Lawson, Leewright and Hilbert help recognize “Oklahoma People First”

OKLAHOMA CITY – Members of Oklahoma People First were recognized on the chamber floor of the Oklahoma House of Representatives today by state Reps. Mark Lawson, R-Sapulpa, and Kyle Hilbert, R-Bristow, and state Sen. James Leewright, R-Bristow.

Oklahoma People First is a nonprofit, statewide, self-advocacy group run by, and for, people with intellectual and developmental disabilities. Their motto is “Nothing about us without us.” They place an emphasis on moving away from institutional placement and instead advocate for better community-based services.

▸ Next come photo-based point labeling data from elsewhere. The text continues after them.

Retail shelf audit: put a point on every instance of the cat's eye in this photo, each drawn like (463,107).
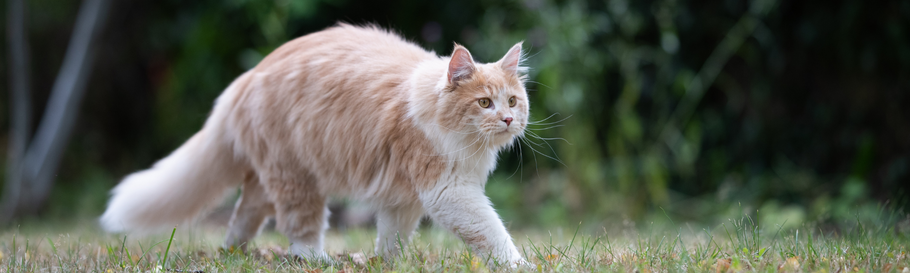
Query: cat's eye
(485,103)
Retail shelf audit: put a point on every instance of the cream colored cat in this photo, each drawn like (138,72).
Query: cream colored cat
(347,111)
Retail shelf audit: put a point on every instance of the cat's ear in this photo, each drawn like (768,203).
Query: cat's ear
(512,61)
(461,66)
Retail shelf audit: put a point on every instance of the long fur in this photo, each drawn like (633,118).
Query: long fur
(348,111)
(180,186)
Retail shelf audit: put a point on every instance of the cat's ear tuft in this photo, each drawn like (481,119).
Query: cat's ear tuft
(461,66)
(512,61)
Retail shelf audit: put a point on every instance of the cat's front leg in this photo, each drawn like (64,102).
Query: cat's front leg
(395,225)
(464,209)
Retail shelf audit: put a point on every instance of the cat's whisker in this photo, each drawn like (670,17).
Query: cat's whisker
(465,147)
(458,131)
(516,142)
(548,145)
(547,128)
(548,156)
(536,163)
(545,119)
(548,138)
(542,123)
(484,144)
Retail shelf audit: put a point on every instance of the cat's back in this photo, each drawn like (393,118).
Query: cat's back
(368,48)
(332,105)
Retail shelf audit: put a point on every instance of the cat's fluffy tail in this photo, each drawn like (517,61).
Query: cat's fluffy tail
(180,186)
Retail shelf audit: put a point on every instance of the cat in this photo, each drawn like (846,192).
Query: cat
(353,111)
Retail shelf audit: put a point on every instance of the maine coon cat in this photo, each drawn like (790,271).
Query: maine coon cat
(347,111)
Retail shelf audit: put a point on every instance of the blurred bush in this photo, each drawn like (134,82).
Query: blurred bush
(698,110)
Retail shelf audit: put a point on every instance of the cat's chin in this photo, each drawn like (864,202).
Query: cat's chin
(503,138)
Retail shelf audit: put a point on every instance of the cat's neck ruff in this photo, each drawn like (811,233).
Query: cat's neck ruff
(467,153)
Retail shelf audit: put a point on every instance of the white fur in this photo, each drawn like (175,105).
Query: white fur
(194,177)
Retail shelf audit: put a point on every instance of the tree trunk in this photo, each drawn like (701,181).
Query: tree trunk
(20,108)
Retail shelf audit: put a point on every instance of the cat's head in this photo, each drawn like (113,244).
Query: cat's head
(487,101)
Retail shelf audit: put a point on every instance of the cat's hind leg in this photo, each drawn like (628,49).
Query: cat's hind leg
(250,213)
(300,213)
(395,225)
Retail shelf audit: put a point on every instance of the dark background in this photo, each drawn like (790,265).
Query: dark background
(699,110)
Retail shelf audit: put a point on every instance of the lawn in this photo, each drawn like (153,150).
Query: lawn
(735,246)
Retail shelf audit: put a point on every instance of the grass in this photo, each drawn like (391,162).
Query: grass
(736,246)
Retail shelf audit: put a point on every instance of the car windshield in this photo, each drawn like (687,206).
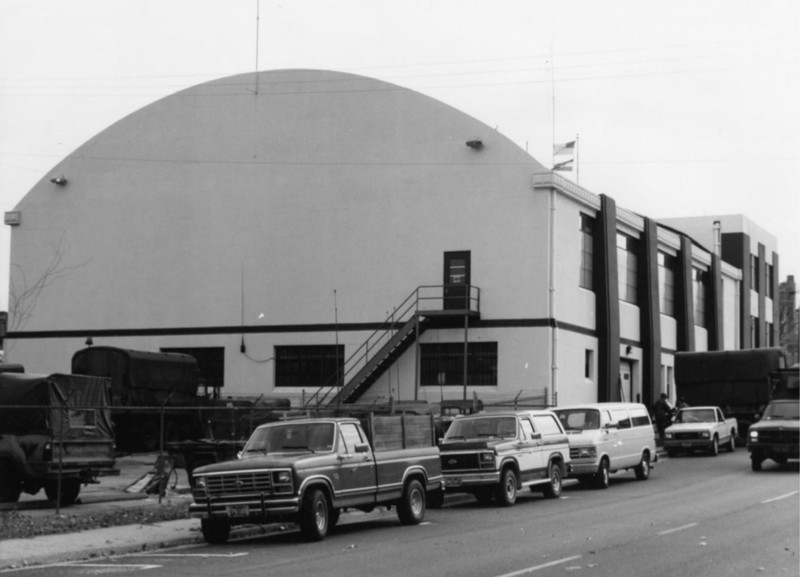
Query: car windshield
(288,437)
(579,419)
(483,427)
(787,411)
(695,416)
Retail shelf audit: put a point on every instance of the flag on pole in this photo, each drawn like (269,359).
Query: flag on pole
(566,148)
(566,165)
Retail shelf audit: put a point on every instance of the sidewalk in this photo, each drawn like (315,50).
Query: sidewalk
(109,494)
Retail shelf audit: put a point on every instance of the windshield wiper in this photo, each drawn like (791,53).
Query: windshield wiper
(297,448)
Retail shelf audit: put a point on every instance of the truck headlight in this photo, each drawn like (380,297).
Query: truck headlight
(282,481)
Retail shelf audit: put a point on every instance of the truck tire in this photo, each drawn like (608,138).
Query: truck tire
(435,499)
(315,516)
(601,478)
(507,489)
(552,490)
(642,470)
(215,531)
(70,489)
(411,506)
(10,485)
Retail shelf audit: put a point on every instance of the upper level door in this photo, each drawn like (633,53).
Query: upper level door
(456,279)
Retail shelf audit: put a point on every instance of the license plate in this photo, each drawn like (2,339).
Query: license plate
(238,511)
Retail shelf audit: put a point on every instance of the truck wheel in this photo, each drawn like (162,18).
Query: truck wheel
(507,489)
(314,516)
(215,531)
(435,499)
(601,478)
(552,490)
(411,506)
(10,485)
(643,469)
(149,437)
(70,489)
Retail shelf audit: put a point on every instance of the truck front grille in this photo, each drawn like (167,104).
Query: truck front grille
(459,461)
(687,436)
(779,436)
(239,483)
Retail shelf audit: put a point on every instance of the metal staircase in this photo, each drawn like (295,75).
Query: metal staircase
(390,340)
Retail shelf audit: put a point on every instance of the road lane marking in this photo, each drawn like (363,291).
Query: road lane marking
(537,567)
(226,555)
(676,529)
(111,566)
(779,497)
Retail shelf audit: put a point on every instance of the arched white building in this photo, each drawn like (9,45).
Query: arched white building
(272,223)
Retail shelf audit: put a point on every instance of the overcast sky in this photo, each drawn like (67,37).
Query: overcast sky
(682,108)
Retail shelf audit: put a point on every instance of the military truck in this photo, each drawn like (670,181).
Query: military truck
(55,434)
(740,382)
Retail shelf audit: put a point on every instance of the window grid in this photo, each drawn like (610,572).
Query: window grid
(442,364)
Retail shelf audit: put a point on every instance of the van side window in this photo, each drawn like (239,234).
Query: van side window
(640,418)
(621,418)
(547,425)
(527,428)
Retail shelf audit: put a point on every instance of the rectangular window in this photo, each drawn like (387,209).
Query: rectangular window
(700,281)
(442,364)
(210,362)
(769,281)
(587,252)
(627,267)
(588,365)
(308,366)
(666,283)
(754,277)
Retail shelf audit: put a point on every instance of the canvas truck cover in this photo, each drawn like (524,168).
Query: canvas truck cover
(86,399)
(145,372)
(727,377)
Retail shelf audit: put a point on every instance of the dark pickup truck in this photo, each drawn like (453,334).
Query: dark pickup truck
(777,435)
(307,471)
(53,427)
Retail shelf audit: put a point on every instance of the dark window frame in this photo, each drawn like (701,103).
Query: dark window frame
(308,366)
(442,364)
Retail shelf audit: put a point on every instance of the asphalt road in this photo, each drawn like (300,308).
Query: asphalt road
(696,515)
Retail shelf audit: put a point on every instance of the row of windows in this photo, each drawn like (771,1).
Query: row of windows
(441,364)
(628,272)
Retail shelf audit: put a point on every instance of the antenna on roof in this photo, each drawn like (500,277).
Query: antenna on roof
(258,18)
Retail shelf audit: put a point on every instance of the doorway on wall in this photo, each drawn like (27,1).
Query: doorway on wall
(625,381)
(456,279)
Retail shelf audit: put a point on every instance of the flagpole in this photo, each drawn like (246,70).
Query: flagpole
(553,106)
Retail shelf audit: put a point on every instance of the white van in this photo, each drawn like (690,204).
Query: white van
(608,437)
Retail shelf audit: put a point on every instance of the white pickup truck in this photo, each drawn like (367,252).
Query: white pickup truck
(700,428)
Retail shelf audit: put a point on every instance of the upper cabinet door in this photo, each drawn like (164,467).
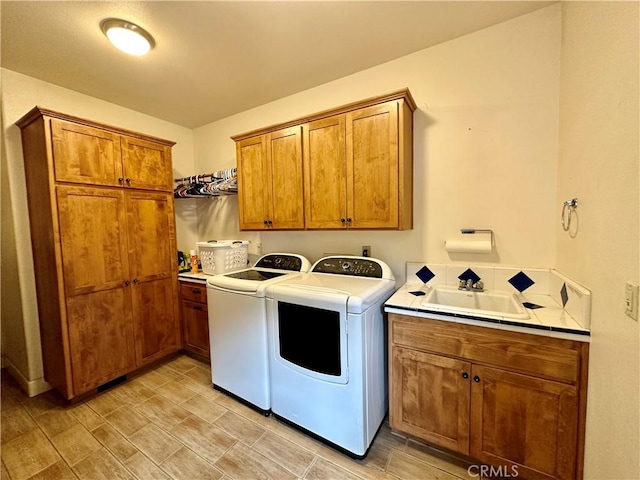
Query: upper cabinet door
(325,173)
(253,184)
(284,160)
(85,154)
(146,165)
(372,166)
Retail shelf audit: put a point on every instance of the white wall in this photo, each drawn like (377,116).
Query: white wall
(485,147)
(598,163)
(20,331)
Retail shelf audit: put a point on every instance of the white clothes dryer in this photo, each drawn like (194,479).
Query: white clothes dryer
(327,350)
(238,326)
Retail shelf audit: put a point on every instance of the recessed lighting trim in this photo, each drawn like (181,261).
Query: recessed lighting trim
(127,36)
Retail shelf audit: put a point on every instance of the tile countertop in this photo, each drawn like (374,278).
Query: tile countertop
(551,320)
(193,277)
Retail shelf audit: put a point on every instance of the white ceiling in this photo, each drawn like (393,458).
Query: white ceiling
(216,58)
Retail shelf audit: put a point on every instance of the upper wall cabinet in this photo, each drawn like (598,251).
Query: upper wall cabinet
(89,155)
(270,181)
(355,163)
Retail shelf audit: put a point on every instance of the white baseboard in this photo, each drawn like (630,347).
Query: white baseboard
(30,387)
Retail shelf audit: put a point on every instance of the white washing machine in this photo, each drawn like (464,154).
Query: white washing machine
(327,350)
(238,326)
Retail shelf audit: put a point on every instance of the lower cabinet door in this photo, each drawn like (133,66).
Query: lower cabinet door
(156,319)
(195,328)
(525,425)
(430,398)
(101,337)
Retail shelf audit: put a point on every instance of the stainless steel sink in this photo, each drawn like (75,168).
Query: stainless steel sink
(492,303)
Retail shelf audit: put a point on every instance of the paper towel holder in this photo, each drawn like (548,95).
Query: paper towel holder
(471,231)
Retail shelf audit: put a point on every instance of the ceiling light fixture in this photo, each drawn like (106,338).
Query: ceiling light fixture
(127,36)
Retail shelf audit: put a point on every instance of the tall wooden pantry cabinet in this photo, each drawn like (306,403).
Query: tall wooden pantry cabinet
(104,245)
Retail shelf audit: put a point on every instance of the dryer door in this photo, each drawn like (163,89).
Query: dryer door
(308,330)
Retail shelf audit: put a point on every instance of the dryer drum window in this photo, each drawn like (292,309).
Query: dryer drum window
(310,337)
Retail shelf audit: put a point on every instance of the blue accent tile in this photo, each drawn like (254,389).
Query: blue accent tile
(564,295)
(469,274)
(425,274)
(531,306)
(521,281)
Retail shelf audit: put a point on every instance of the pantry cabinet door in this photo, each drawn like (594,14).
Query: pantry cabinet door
(146,165)
(93,234)
(284,161)
(154,284)
(430,398)
(156,319)
(253,183)
(372,166)
(83,154)
(524,422)
(325,173)
(101,337)
(151,235)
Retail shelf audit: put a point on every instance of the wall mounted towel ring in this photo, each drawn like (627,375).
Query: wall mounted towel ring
(567,210)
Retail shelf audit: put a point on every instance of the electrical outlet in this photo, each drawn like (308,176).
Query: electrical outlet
(631,300)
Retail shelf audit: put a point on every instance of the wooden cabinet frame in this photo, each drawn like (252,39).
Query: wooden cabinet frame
(103,241)
(503,398)
(357,164)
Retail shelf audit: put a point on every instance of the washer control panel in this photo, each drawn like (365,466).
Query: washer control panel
(281,262)
(356,266)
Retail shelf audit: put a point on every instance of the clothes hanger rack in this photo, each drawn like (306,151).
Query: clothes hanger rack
(216,184)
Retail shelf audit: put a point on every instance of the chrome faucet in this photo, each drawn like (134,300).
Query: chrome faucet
(470,286)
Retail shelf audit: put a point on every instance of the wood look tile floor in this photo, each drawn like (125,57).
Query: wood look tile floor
(169,423)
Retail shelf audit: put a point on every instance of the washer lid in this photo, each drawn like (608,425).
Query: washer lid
(253,281)
(360,292)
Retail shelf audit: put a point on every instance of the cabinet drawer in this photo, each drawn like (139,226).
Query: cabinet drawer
(542,356)
(194,292)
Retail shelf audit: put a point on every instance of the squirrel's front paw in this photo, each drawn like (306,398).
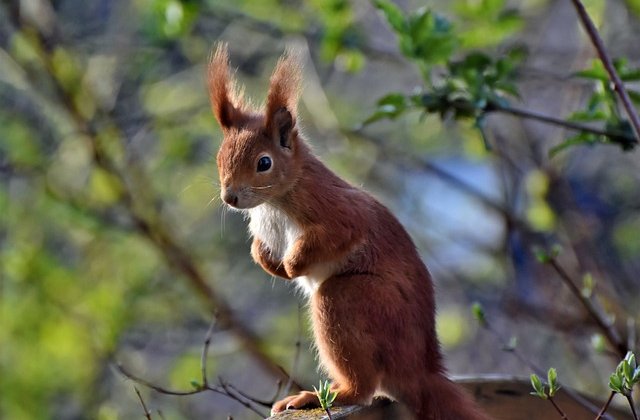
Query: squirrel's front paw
(304,399)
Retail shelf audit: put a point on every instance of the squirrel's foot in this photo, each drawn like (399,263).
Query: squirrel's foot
(304,399)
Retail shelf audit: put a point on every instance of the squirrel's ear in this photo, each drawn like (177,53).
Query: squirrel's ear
(226,102)
(282,100)
(282,127)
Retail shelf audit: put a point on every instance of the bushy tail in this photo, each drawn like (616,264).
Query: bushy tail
(442,399)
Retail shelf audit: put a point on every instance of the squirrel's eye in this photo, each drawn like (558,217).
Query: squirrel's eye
(264,164)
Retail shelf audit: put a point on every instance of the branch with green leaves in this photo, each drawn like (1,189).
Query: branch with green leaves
(473,85)
(546,392)
(326,397)
(621,381)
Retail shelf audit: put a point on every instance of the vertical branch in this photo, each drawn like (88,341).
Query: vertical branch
(557,407)
(606,405)
(597,42)
(633,407)
(611,334)
(147,414)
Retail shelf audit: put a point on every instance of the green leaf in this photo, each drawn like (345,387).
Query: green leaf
(552,379)
(635,96)
(538,387)
(394,15)
(541,254)
(478,313)
(615,383)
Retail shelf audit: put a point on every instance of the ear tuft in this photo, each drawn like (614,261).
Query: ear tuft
(226,101)
(282,124)
(284,91)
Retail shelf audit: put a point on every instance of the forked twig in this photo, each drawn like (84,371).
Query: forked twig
(597,42)
(147,414)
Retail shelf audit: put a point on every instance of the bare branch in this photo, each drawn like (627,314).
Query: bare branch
(597,42)
(606,405)
(611,334)
(147,414)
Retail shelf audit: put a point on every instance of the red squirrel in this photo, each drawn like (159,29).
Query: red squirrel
(371,296)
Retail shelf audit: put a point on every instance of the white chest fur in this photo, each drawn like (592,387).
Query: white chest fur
(278,232)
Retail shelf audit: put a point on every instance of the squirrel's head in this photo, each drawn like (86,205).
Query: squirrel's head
(258,158)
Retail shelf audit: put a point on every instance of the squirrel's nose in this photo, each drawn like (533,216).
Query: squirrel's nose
(230,197)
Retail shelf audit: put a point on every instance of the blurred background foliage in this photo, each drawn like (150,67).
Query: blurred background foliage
(114,246)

“The members of Oklahoma People First represent humanity, compassion and doing what is right,” Lawson said. “They are a champion in giving a voice to those who need it most.”

Members of Oklahoma People First are recognized for their advocacy on the floor of the House of Representatives today by state Reps. Mark Lawson (at the Podium) and Kyle Hilbert (far left) and state Sen. James Leewright (far right). (Photo by Legislative Services Bureau.) Members of Oklahoma People First from left to right: Laura Stutsman, Kelly Zaikis, Amber Helms, Jeremy Clark, Jeryldine Schutt-Pogue, Tasha Hawkins, Karl Toro, Samuel Jenkins, Renetta Bridges, David Bridges, Shannon Holcomb. On stage: Nancy Ward and Mary Holcomb.

Hilbert said, “It was an honor to recognize these members of Oklahoma People First who are advocating for their rights to live independent lives with equal access to jobs, health care and other services.”

Leewright said, “The work and advocacy of Oklahoma People First is truly inspiring.  I want to thank them for all they do within this organization to help others throughout Oklahoma and elsewhere live with dignity.”

Oklahoma People First has 18 chapters in the state of Oklahoma. The group’s mission is to promote equality, assist each other in speaking for themselves, to educate their communities, hold meetings to educate themselves and others, support self-advocacy in Oklahoma, and to create public support for people first.

Members of the organization told about recently traveling to Texas to assist self-advocates in that state in advocating to close down their institutes and to instead increase community-based services for people with disabilities. The advocates spoke on the steps of the Texas Capitol and met with Texas legislators to tell their story and answer questions about the value of community-based care versus institutional placements. With their help, they hope the self-advocates in Texas will have their voices heard and that changes will soon be made to improve community services as they have witnessed happen in Oklahoma.